None of that is going to happen to this man, felled three years ago by the virus which killed millions.
Short of a miracle, he will never recover, never walk again, never discuss the political ideas which were intellectual meat and drink to him in the past. The struggle of the medical teams will be to keep the depredations of disability at bay. No more, no less.
But imagine for a moment that he did recover his cognitive processes. Imagine that he could walk and talk and read. Imagine that he could go through the old magazines and find himself described as doubly incontinent, as generating seven or more plastic sacks of dirty laundry every day.
Imagine that.
Now, to imagine that is not to condemn his wife or any of the publications that have told this one-sided, demeaning story. That’s what public personalities do, and it’s what mainstream media does.
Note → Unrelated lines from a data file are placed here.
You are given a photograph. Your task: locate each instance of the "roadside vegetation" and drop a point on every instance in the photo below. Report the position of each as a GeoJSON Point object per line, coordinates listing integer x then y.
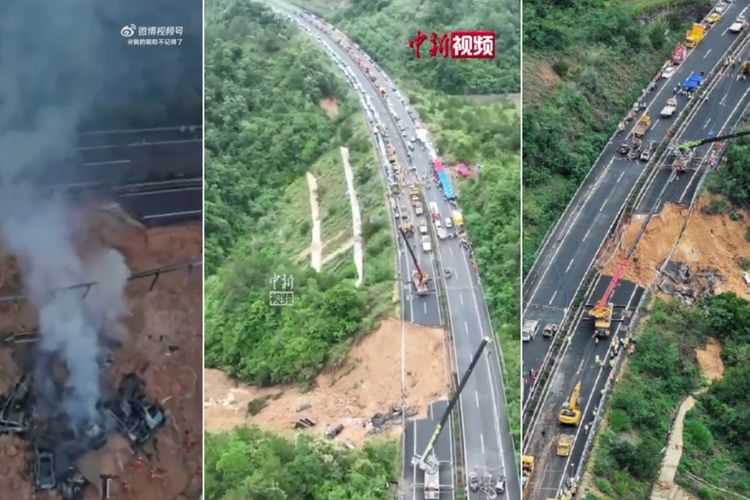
{"type": "Point", "coordinates": [265, 129]}
{"type": "Point", "coordinates": [250, 463]}
{"type": "Point", "coordinates": [660, 375]}
{"type": "Point", "coordinates": [584, 65]}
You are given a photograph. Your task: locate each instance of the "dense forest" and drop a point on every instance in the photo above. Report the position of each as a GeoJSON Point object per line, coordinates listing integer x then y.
{"type": "Point", "coordinates": [249, 463]}
{"type": "Point", "coordinates": [585, 63]}
{"type": "Point", "coordinates": [266, 128]}
{"type": "Point", "coordinates": [379, 28]}
{"type": "Point", "coordinates": [662, 372]}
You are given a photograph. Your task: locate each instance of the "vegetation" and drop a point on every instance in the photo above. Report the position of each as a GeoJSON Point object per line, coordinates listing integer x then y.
{"type": "Point", "coordinates": [250, 463]}
{"type": "Point", "coordinates": [585, 63]}
{"type": "Point", "coordinates": [660, 374]}
{"type": "Point", "coordinates": [379, 28]}
{"type": "Point", "coordinates": [716, 430]}
{"type": "Point", "coordinates": [265, 129]}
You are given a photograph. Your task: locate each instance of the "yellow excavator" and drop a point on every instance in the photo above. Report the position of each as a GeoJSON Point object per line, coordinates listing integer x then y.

Park that exceptional case for a moment, and think about the more frequently-occurring cases where a spouse has more slowly developed dementia and the bizarre and discomfiting behaviours which frequently accompany dementia. The cases where the functional spouse talks of issues such as incontinence, rages, and peculiarities of behaviour including aggression on the part of the demented spouse.
The functional spouse gets praised for this public exposition on the basis that they are expanding public understanding of dementia and showing courage in the process. It’s a story without a villain, but it’s a story with a hell of a hero: The marvellous functional spouse supporting the shadow of what their partner once was.
If anyone were to suggest — as I do here today — that this sharing also amounts to an egregious invasion of privacy inflicted in the name of love and support on a spouse who is without power or agency, some readers of the might feel it was unfair to the surviving, caring spouse.
The revelations may indeed help others in similar situations negotiate the health system here or in Britain.
In addition, the revelations may provoke third parties to make kind comments online or in person to members of the family, and nobody’s going to begrudge such pressured families a few words of praise and approbation.
Few go as far, after all, as Iris Murdoch’s previously obscure husband, who not only gained himself world fame through his book about caring for the writer during her dementia, but also achieved a saintly revenge for her flagrant infidelity to him when she was sentient. Once she was demented, and later dead, all bets were off.
The privacy of the vulnerable, the demented, and the dead is unprotected by anybody. It’s difficult to imagine any vulnerability or dependency more total and more needful of privacy protection than severe brain damage or Alzheimer’s, but protection is there none.
The sad irony is that the people the vulnerable, the demented, and the dead often need privacy protection from are not strangers but those closest, those most trusted, those who once formally vowed loyalty in sickness and in health.